Neuroimaging revolutionizes therapeutic approaches to chronic pain

Abstract

An understanding of how the brain changes in chronic pain or responds to pharmacological or other therapeutic interventions has been significantly changed as a result of developments in neuroimaging of the CNS. These developments have occurred in 3 domains : (1) Anatomical Imaging which has demonstrated changes in brain volume in chronic pain; (2) Functional Imaging (fMRI) that has demonstrated an altered state in the brain in chronic pain conditions including back pain, neuropathic pain, and complex regional pain syndromes. In addition the response of the brain to drugs has provided new insights into how these may modify normal and abnormal circuits (phMRI or pharmacological MRI); (3) Chemical Imaging (Magnetic Resonance Spectroscopy or MRS) has helped our understanding of measures of chemical changes in chronic pain. Taken together these three domains have already changed the way in which we think of pain - it should now be considered an altered brain state in which there may be altered functional connections or systems and a state that has components of degenerative aspects of the CNS.

Figure 1

Summary of Changes in Neural Function following Nerve Injury. In the Normal State, such as the response to noxious heat (left panel), the pain system provides salient information on the nature of the stimulus, the context of the stimulus, and the emotional response to the stimulus. In the chronic pain state, for example after nerve injury (right panel), changes occur along the neural axis. In the peripheral nerve there may be loss of fibers (1), changes in function of neurons in the dorsal root ganglion (2), and alterations in the dorsal horn (3). In the central nervous system, there are changes in dorsal horn (non-afferent inputs) as well as changes in sensory processing (e.g., hyperalgesia (3 and 5)) and emotional processing (5). These changes also result in an alteration of descending modulatory influences (4) from a number of central nervous system structures (e.g., cingulate, frontal cortex, amygdala etc). The constellation of changes in peripheral and central nervous systems result in changes to the pain intensity during spontaneous and evoked pain, and emotional processing (e.g., altered reward or hedonic state) that may lead to changes in comorbid disease in chronic pain (e.g., depression or anxiety).

Figure 2

Examples of CNS Functional Measures. A. Schematic of cortical areas involved with pain processing. The highlighted areas summarize areas found active in previous functional imaging studies. Color-coding reflects the hypothesized role of each area in processing the different psychological dimensions of pain. Numbers in parentheses indicate the relative involvement of these areas during different temporal stages of the pain experience. Areas displayed include insula, anterior cingulate cortex (ACC), posterior cingulate cortex (PCC), primary somatosensory cortex (SI), secondary somatosensory cortex (SII), inferior parietal lobe (Inf. Par), dorsolateral prefrontal cortex (DLPFC), pre-motor cortex (Pre-Mot), orbitofrontal cortex (OFC), medial prefrontal cortex (Med. PFC), posterior insula (P. Ins), anterior insula (A. Ins), hippocampus (Hip), entorhinal cortex (Ento). [Reprinted with permission from Casey and Tran, 2006]. For examples of brainstem involvement in pain processing, please refer to Tracey and Iannetti ([52]). B. Example of fMRI responses to painful phasic thermal stimulation to the forehead in a cohort of 12 subjects. (Moulton et al., unpublished observations).

Figure 3

Schematic Examples of CNS Structural Changes.

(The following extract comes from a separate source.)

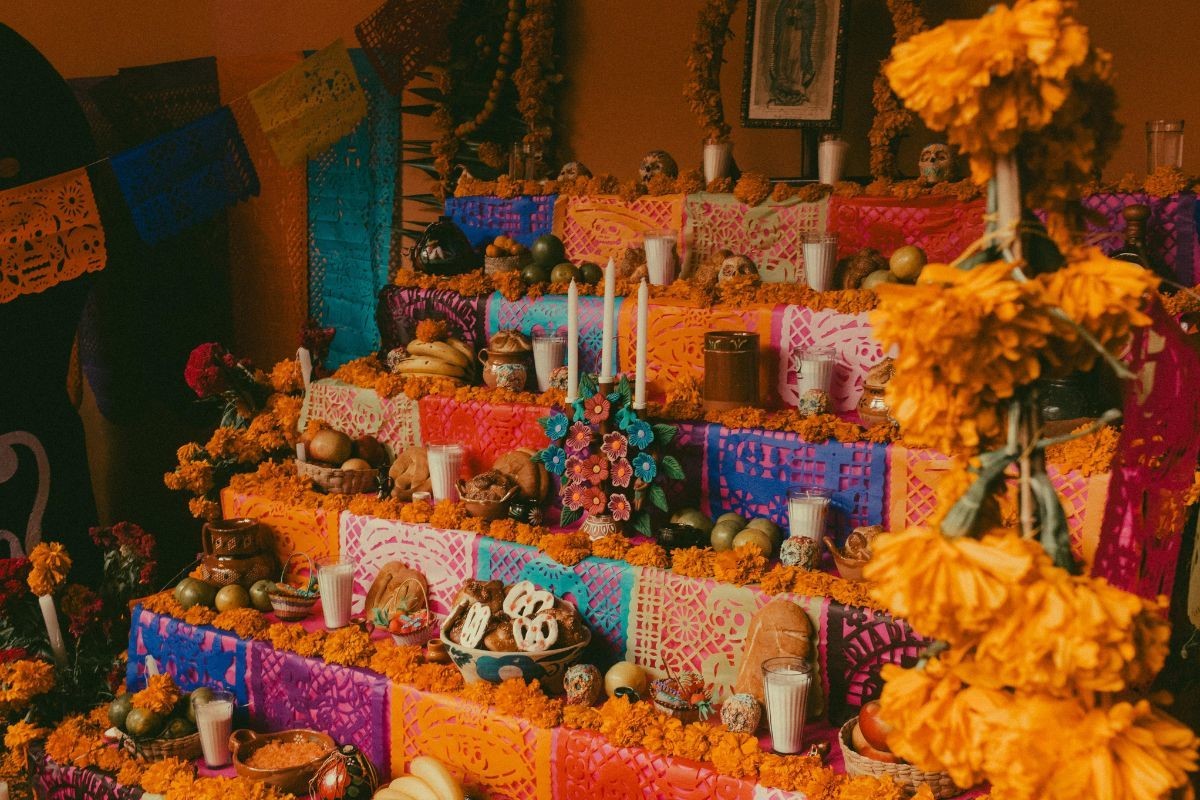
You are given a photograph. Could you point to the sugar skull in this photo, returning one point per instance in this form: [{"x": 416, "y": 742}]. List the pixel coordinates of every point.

Red circles signify decreased gray matter density relative to controls. A. Subjects with chronic back pain show decreases in gray matter density in bilateral dorsolateral prefrontal cortex (DLPFC) and right anterior thalamus (adapted from [25]). B. Patients with fibromyalgia show decreases in cingulate cortex (CC), medial prefrontal cortex (Med. PFC), parahippocampal gyrus (PHG) and insula (adapted from [27]). 3-D surface renderings were created using Freesurfer.

Figure 4

Example of chemical measures. The relative concentration of neurotransmitters, such as glutamate (Glu) and glycine (Gly), can be measured using MRS. Here, an in vivo proton MRS spectrum focused on the thalamus is displayed in a patient with chronic pain.